*In the voice of Bernie Sanders*
Hullo, people of the internet. It’s me, Bernie Sanders. I have just come here to say that these power rankings are unfair and have the interests of Wall Street behind them.
These rankings are rigged!
If I were elected, I would place an eleventy billion percent tax on the Vanderbilt Hustler and put that money toward free tuition for Alabama students.

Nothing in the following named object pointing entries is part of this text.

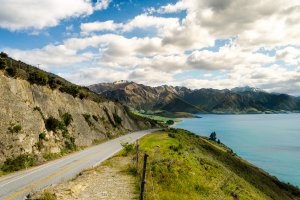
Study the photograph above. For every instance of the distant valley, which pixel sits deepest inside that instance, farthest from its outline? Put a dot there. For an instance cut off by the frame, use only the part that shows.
(170, 99)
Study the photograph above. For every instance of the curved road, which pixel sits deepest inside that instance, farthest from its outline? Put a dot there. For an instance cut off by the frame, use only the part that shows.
(18, 185)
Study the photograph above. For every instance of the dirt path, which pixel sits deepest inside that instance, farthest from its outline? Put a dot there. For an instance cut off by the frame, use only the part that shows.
(109, 181)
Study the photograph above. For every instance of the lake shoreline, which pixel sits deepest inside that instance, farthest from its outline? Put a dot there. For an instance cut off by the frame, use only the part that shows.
(256, 138)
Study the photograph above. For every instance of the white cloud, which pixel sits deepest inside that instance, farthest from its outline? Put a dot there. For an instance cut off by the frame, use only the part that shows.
(31, 14)
(109, 25)
(102, 4)
(175, 45)
(290, 55)
(50, 56)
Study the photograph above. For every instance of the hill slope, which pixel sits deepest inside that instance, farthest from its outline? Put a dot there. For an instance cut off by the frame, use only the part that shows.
(42, 114)
(185, 166)
(181, 166)
(180, 99)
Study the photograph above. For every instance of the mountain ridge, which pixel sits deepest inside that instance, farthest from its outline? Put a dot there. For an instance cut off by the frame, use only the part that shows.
(181, 99)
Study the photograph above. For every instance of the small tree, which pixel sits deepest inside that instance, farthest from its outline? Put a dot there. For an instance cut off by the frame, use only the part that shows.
(170, 122)
(11, 71)
(38, 78)
(3, 55)
(213, 136)
(3, 64)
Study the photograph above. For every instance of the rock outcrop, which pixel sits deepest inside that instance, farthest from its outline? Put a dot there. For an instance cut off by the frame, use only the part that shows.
(25, 108)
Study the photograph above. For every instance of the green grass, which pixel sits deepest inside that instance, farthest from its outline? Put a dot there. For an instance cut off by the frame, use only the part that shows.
(183, 166)
(155, 117)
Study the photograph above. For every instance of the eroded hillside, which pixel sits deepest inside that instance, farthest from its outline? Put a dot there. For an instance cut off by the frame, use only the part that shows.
(38, 120)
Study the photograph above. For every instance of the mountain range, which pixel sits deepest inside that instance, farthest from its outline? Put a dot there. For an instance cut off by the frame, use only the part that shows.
(181, 99)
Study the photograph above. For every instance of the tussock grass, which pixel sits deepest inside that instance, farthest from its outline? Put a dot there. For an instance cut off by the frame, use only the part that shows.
(183, 166)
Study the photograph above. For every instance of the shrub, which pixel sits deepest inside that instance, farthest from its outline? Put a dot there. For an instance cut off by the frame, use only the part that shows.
(15, 128)
(3, 64)
(71, 145)
(170, 122)
(67, 119)
(52, 124)
(42, 136)
(72, 90)
(3, 55)
(52, 83)
(176, 148)
(38, 78)
(213, 136)
(128, 147)
(171, 135)
(18, 163)
(82, 96)
(87, 118)
(11, 71)
(48, 196)
(40, 111)
(95, 118)
(117, 119)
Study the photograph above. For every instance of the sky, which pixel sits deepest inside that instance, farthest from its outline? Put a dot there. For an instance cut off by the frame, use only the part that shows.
(193, 43)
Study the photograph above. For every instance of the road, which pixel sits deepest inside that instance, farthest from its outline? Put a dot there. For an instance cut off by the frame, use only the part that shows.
(18, 185)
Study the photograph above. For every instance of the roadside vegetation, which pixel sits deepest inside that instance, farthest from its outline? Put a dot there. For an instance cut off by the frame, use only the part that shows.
(183, 165)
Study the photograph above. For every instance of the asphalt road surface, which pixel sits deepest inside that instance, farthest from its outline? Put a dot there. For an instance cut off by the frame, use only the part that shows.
(18, 185)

Anyways, here are said power rankings, along with each presidential candidate the school represents.
1. Alabama
Presidential Candidate: Hillary Clinton
Yes, I think most residents of Alabama would rather eat their own hand than vote for Clinton, but the Crimson Tide have every facet of Clinton’s reputation nailed down: They’re big, they’ve won before, they’ve been around for a while and probably have a million scandals that they’re trying desperately to cover up.
Oh come on, you’re telling me they’ve been this good for this long without any money under the table or records deleted? Give me a break.
As long as Crooked Nick Saban and Goofy Lane Kiffin are in charge in Tuscaloosa, nothing will change.
2. Auburn
Presidential Candidate: Donald Trump
They’re big, rich and live in the same state as Clinton (do people really forget that Trump is a rich New Yorker?). They’ve also been successful but have actually been caught doing illegal things in the past, much like Trump.
Also, “War Damn Trump” has a nice ring to it.
3. Texas A&M
Presidential Candidate: Rick Perry
First, the Texas connection is obvious.
But, did you know Perry was a “yell leader” at A&M during his college days?
I hope he didn’t meet his wife in college, because if so, she could do much better than that haircut.
4. LSU
Presidential Candidate: Gary Johnson
This LSU Tigers team should be competing more than it has this season, but a series of gaffes have put it in an Aleppo-sized hole in the SEC West. They played well against the goliath in Alabama but failed to come up with any points, much like Johnson will fight valiantly but come up completely empty-handed on Tuesday.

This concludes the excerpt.